As published on beincrypto.com, Wednesday 31 March, 2021.
The United Kingdom’s tax collection body, Her Majesty’s Revenue and Customs (HMRC) has issued a new document that explains taxation guidelines for cryptocurrency.
The Cryptoassets Manual defines the tax rates for crypto transactions that involve businesses and companies. They specifically deal with cryptocurrencies like bitcoin.
The detailed document goes over which taxes apply, accounting, crypto mining transactions, and betting and gaming, among many other details. It also examines exchange tokens and expects businesses to pay taxes on activities involving those tokens. This includes mining.

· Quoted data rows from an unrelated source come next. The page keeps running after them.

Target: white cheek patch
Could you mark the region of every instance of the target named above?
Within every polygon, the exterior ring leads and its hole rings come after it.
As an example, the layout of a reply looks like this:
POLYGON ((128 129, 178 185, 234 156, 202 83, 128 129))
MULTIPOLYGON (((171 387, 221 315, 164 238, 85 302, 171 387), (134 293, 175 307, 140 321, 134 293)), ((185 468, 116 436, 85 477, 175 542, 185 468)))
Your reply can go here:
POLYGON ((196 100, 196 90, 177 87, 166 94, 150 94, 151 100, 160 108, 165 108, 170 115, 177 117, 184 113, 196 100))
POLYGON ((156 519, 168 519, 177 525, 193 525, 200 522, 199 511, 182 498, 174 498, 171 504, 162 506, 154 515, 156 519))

How the taxation occurs for various kinds of tokens and processes (staking, mining, and so on) is based on certain criteria. Exchange tokens are considered a “trade” depending on the frequency, level of organization, and intention of the asset. If it qualifies as a trade, it’s taxed in a specific manner.

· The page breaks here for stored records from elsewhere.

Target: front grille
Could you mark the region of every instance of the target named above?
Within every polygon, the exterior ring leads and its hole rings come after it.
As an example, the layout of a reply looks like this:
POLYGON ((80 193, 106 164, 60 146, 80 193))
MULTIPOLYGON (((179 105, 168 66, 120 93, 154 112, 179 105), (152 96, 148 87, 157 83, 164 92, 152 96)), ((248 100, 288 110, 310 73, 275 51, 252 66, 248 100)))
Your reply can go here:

For staking, the matter becomes a little more unclear. The degree of activity, organization, and risk will determine how staked tokens will be taxed.

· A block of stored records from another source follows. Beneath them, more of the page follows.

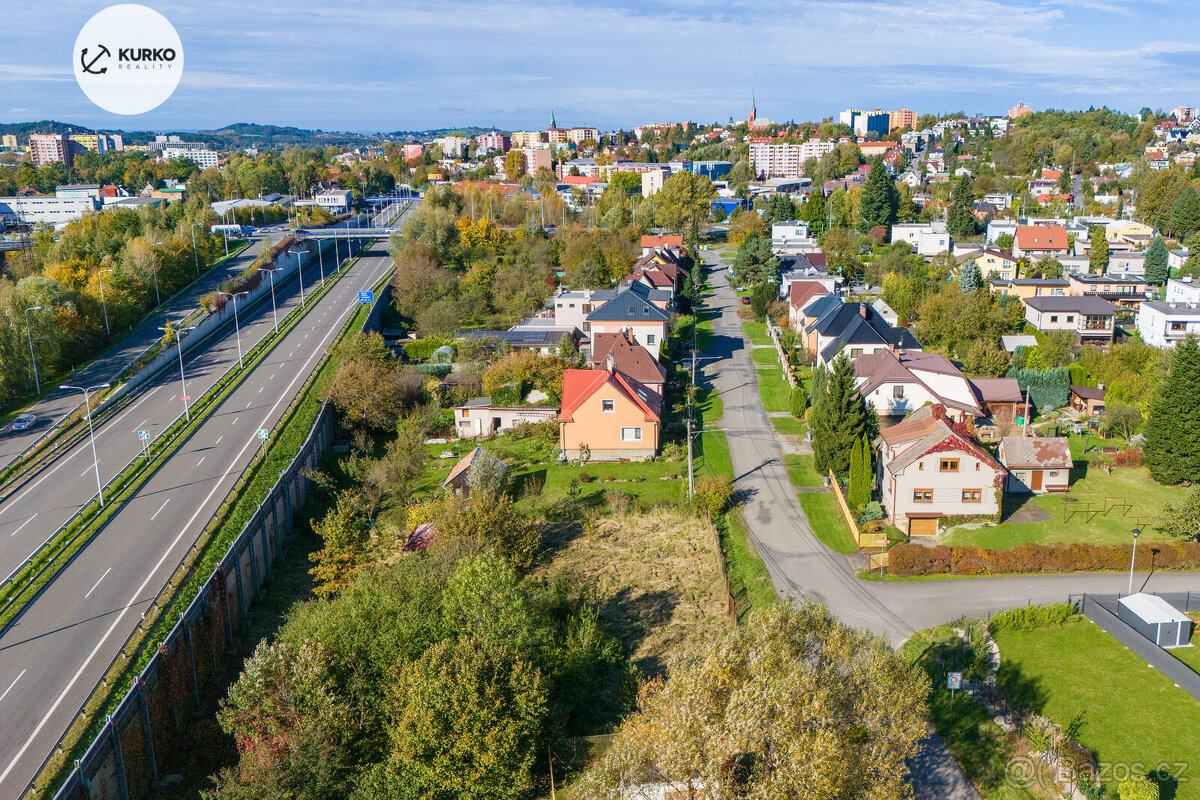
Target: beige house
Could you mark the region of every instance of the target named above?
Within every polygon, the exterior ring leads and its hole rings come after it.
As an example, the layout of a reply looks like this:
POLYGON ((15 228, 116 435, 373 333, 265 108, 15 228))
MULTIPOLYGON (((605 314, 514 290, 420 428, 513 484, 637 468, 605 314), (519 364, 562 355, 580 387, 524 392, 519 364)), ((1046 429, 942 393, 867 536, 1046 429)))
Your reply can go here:
POLYGON ((1004 467, 932 407, 884 429, 876 477, 888 522, 909 536, 934 536, 946 517, 994 516, 1004 467))
POLYGON ((454 435, 459 439, 482 439, 504 433, 523 422, 545 422, 558 416, 553 406, 496 406, 490 397, 476 397, 454 406, 454 435))
POLYGON ((662 398, 617 370, 563 372, 559 446, 568 459, 644 460, 658 453, 662 398))
POLYGON ((956 261, 961 268, 968 261, 974 261, 979 266, 979 272, 984 280, 997 278, 1011 281, 1017 277, 1017 259, 1001 250, 992 248, 968 250, 957 256, 956 261))
POLYGON ((1065 436, 1006 436, 997 455, 1008 469, 1011 492, 1047 494, 1070 487, 1071 446, 1065 436))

The liable taxes could include Capital Gains Tax (CGT), Corporation Tax (CT), Corporation Tax on Chargeable Gains (CTCG), Income Tax (IT), National Insurance Contributions, Stamp Taxes, and VAT.
Of course, the rules are subject to change.
Governments around the world are preparing guidance for the crypto market and industry. The issue is still a large pain point, as this asset class is unprecedented. Authorities are unsure how to enforce compliance standards on decentralized assets.
Crypto taxation is only one of the challenges that governments face in the industry. South Korea was among the first nations to introduce an extensive, thorough tax guideline for crypto. Governments are beginning to realize that they stand to gain more by taxing the market than by banning it outright.
But anti-money laundering (AML) and anti-terrorism funding have also played a large part in motivating the issuance of crypto regulation. Most recently, Ireland passed a directive on the crypto market that complied with the EU’s standards. Similarly, other countries are looking into how providers can ensure full KYC/AML compliance.